Our predictions for the race, ARE YOU KIDDING? Sure there are drivers with a reputation for success at restrictor plate tracks but the summer Daytona race has a funny way of finding new winners. Just check with Jimmy Spencer and John Andretti. For those hoping for Dale Earnhardt Jr. to break his long draught, this could be the night or how about Mark Martin winning his first after a long career at Daytona?

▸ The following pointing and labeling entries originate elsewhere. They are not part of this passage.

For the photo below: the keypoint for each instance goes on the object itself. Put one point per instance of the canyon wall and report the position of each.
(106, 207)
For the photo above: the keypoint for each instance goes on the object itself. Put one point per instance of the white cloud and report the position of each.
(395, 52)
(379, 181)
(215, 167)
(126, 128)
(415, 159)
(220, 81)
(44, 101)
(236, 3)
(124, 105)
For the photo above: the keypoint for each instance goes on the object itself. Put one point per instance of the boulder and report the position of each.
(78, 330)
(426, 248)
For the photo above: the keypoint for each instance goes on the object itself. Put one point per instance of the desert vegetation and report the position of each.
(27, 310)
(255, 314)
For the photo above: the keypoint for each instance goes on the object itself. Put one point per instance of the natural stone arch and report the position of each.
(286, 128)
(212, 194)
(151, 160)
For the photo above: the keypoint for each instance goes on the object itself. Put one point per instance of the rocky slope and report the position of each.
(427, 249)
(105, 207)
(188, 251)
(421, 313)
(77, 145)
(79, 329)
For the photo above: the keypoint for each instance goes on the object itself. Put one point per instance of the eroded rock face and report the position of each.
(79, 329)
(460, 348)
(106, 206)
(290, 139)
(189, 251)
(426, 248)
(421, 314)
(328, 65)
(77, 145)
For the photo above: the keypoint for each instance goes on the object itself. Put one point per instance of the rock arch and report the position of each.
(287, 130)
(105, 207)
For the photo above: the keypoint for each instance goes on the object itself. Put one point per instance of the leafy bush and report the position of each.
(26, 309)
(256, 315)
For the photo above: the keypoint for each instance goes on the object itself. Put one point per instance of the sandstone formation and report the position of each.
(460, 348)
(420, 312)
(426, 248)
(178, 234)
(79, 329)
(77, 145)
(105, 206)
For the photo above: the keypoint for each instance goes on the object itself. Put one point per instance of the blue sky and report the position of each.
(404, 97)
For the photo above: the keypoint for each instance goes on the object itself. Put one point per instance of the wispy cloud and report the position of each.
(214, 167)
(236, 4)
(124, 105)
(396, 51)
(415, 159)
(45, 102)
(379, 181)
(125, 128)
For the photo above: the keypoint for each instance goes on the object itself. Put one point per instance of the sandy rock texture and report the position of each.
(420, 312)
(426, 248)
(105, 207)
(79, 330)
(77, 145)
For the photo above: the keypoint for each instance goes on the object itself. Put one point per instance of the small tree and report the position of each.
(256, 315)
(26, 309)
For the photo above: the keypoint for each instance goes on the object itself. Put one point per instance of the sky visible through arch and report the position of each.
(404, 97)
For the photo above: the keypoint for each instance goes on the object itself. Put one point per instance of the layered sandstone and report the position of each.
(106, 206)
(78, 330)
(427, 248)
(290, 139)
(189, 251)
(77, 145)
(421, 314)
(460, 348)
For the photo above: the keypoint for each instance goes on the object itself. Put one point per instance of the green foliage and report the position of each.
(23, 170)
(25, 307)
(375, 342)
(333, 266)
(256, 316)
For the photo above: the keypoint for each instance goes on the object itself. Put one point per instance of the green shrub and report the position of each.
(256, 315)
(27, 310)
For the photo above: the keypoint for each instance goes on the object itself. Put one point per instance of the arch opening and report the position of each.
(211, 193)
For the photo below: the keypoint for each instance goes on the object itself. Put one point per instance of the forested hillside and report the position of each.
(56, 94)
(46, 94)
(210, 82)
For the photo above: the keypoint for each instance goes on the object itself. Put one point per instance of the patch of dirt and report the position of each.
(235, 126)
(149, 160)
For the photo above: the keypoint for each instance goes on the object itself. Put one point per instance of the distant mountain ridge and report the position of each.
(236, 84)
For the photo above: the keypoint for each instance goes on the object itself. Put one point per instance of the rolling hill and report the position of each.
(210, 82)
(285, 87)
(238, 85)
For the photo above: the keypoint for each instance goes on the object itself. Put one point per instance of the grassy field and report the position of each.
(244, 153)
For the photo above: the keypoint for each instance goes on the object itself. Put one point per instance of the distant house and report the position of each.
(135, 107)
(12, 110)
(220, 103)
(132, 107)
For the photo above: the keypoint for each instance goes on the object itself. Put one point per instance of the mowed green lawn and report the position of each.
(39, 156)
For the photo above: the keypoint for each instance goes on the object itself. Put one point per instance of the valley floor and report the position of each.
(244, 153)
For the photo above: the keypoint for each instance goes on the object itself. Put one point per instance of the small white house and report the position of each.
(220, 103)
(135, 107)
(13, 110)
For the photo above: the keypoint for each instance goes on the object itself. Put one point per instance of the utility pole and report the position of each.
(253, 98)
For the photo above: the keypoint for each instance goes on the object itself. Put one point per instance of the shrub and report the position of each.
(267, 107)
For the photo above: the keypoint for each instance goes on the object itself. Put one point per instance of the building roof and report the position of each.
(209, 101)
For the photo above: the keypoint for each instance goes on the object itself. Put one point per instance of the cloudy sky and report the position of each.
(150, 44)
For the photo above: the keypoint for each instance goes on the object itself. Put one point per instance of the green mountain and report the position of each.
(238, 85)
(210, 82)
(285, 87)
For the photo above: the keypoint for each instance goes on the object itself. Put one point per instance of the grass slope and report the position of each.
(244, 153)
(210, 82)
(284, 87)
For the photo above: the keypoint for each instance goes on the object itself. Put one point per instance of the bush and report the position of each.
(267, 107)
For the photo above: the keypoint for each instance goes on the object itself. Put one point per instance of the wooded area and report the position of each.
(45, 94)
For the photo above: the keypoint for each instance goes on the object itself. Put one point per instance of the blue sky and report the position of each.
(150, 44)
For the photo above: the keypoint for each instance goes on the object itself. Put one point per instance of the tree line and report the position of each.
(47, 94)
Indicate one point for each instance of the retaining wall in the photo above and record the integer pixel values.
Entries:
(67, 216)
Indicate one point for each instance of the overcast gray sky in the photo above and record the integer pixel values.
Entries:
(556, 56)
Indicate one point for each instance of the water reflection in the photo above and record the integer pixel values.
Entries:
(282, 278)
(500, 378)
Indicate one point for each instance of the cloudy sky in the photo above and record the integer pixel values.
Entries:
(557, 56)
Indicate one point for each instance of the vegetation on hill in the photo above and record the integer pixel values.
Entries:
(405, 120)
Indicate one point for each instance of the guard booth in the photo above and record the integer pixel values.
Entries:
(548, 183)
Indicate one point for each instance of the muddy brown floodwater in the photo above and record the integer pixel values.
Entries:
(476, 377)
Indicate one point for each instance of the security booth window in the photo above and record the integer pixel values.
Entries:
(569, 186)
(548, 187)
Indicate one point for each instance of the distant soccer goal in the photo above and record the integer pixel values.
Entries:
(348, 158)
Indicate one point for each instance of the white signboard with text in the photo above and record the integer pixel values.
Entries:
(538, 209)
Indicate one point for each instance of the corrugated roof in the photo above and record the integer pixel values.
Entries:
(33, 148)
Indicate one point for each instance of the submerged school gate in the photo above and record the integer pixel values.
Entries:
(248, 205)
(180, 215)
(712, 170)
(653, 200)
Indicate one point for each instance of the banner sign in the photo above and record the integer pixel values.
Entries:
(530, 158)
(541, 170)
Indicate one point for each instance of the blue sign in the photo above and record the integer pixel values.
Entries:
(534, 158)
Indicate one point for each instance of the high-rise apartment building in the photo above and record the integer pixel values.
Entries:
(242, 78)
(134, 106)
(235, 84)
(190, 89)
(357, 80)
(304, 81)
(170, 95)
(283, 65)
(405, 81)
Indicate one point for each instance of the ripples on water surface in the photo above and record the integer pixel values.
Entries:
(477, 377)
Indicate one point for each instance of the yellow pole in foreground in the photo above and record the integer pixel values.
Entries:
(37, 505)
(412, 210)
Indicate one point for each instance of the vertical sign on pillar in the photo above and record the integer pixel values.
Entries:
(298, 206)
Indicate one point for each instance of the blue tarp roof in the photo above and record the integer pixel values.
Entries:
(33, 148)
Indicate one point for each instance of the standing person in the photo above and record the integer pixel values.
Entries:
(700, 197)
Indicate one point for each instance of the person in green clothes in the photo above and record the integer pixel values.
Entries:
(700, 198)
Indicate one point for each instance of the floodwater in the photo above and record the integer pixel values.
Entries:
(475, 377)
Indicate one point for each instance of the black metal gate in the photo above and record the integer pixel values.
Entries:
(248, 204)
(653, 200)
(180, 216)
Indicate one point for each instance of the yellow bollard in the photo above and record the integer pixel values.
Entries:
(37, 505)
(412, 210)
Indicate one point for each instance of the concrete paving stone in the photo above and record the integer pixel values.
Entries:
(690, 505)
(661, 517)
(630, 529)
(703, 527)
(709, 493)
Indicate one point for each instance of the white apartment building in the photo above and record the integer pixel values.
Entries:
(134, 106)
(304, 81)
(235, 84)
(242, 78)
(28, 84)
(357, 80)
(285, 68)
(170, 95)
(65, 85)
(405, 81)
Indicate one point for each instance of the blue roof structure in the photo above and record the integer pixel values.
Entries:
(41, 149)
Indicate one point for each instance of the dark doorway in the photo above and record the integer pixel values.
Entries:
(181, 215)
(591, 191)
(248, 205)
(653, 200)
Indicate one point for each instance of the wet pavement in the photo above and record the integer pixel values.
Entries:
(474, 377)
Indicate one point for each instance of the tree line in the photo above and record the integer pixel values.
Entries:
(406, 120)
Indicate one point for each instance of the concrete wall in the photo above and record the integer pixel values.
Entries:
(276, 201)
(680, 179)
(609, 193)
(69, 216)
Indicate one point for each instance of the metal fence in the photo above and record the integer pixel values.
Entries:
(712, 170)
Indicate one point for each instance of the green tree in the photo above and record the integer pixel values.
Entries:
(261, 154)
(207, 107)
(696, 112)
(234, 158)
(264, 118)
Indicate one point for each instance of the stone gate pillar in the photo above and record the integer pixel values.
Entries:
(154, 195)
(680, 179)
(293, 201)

The contentious slugs are well represented with Joe Nemechek, king of the slugs, adding a second ride for Kevin Conway, who will start 22nd but one wonders if he’ll still be on the track by lap 22. The dog’s master, Nemechek himself, starts dead last. While once again, the #37 Ford driven by Tony Raines, a sponsored ride intending to complete the race is sent home along with J.J. Yeley, a notorious quitter, also goes home but one wonders why such a trash heap would have shown up in the first place other than the easy money for making the field for doing nothing. Other likely quitters include the legendary blame someone else driver, Mike Skinner in 29th, Michael McDonald, the kid who cheated death qualifying at Texas a few years ago whose career is dead and his presence on the track is cheating the notion of sportsmanship in 33rd. What is Geoff Bodine doing coming out of retirement to star car 35 35th? He’ll probably drive off into the night when he should be working on his bob sleds. When the #7 shows up without owner Robby Gordon in the driver’s seat, tonight, Mike Bliss, that means a trip to the parking lot. The travesty of this is that the #7 car bumps Tony Raines on the basis of owner’s points. This is where it really starts to hurt. Naturally, we’ll be cheering for a nice big metal twisting wreck for these guys before they can slink off into the night and not even be mentioned for doing so by the play-by-play booth.

The weather for tonight’s race should be favorable, partly cloudy with temperatures in the low 70’s.